Los síntomas de esta “enfermedad” eran los siguientes:
● Cara en tensión por el esfuerzo
● Ojos desorbitados
● Mandíbula apretada
● Ojeras
● Labios demacrados
● Rostro enrojecido
La solución para evitar esos síntomas era muy fácil: ¡Dejar de montar en bici! Así
mágicamente la Cara de bicicleta desaparecía de tu rostro y ya volvías a ser la señorita
tierna y adorable que todos esperaban y no la mamarracha ciclista. Porque claro la cara de
esfuerzo de una mujer haciendo deporte se alejaba de lo que se esperaba de ellas: miradas
tiernas, ojos brillantes y posturas complacientes. Tiempo después los médicos llegaron a
otra mágica conclusión, ¿la cara de esfuerzo no sería porque no tenían experiencia
montando en bici y por eso se cansaban?
Otra de las teorías que se pusieron de moda en la época estaba relacionada con montar en
bicicleta y la capacidad para tener orgasmos. La premisa era la siguiente, el roce de los
genitales contra el sillín propiciaba estimulaciones erógenas, se creaba para ellos la
ecuación el mal: sillín + vulva + roce= orgasmo. O J A L Á. Se quiso prohibir el uso de la
bicicleta porque nos ponía cachondas. Para evitar que nuestras atrevidas ciclistas tuvieran
un orgasmo cada vez que salían a pasear inventaron un “sillín higiénico” que era un sillín
rígido sin relleno que impedía la estimulación continua y constante que ellos presuponían de
la vulva contra el sillín. No era suficiente con controlar nuestra posición en el espacio, la
moralidad les llevó a dar un paso más allá y nuestro placer también tenía que ser
controlado. No sorprende que las investigaciones relacionadas con el placer femenino se
enfocaran en evitarlo y no en conocimientos para saber como aumentarlo.
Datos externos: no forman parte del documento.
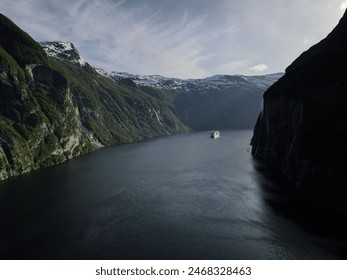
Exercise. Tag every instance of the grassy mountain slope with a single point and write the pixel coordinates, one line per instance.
(51, 110)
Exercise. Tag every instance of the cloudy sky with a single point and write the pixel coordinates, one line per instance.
(181, 38)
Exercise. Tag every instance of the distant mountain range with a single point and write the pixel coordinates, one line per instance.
(301, 129)
(55, 105)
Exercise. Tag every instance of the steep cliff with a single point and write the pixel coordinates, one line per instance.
(217, 102)
(302, 125)
(54, 109)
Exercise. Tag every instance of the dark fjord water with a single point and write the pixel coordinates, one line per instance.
(179, 197)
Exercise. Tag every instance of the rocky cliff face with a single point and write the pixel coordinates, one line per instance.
(217, 102)
(53, 109)
(302, 125)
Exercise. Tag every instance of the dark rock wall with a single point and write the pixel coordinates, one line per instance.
(301, 129)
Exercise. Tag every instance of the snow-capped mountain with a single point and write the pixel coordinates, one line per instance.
(67, 51)
(217, 102)
(64, 51)
(217, 82)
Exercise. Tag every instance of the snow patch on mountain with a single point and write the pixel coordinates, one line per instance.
(217, 82)
(64, 51)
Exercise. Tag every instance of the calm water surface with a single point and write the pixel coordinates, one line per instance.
(178, 197)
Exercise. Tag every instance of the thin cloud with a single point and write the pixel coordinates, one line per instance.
(259, 68)
(182, 38)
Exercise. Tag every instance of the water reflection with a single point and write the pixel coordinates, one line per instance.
(180, 197)
(324, 225)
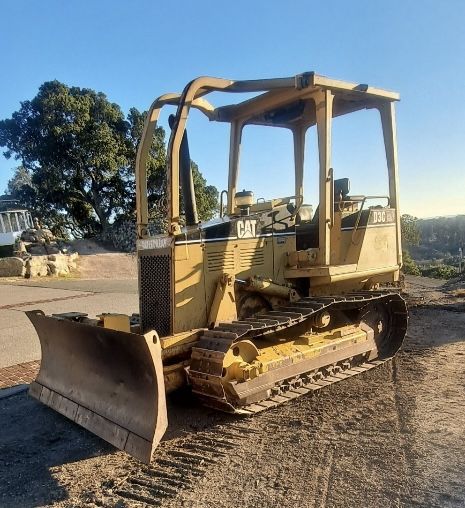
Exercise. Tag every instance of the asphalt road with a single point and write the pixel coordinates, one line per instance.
(18, 340)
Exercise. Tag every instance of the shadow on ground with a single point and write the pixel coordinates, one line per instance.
(35, 442)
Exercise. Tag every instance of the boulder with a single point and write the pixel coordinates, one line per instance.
(12, 267)
(37, 266)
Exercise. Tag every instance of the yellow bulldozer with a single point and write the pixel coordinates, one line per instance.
(265, 303)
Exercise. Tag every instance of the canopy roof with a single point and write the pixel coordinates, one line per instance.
(286, 102)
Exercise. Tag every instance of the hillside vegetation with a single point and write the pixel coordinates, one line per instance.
(433, 247)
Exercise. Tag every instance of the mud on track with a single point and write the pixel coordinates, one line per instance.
(393, 436)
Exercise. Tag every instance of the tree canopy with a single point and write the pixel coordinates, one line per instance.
(409, 230)
(77, 154)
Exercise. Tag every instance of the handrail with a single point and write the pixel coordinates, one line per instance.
(223, 192)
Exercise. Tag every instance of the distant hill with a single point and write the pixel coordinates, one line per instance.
(440, 238)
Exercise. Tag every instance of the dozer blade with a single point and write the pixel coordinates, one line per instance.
(108, 381)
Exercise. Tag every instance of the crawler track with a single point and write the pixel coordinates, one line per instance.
(297, 379)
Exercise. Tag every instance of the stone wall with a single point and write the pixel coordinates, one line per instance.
(55, 265)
Las máximas que han servido a lo largo de la historia para limitar nuestras actividades
corporales como las recomendaciones médicas con arbitrariedad de argumentos científicos
(“lo dicen los médicos”,“ no sois capaces fisiológicamente”, “ el útero se va a mover de
sitio”…), la transgresión de roles a través de la apropiación de unas características que
quebrantan nuestra asignación por género y la ocupación del espacio público tienen que
llevarnos a sospechar y cuestionar las recomendaciones que se presentan bajo el paraguas
de “lo hacemos por vuestro bien”. Por suerte a pesar de todas las estrategias de disuasión
antiorgásmicas y antimovimiento las mujeres siguieron montando en bicicleta y disfrutando
de la independencia y libertad que esta actividad les daba.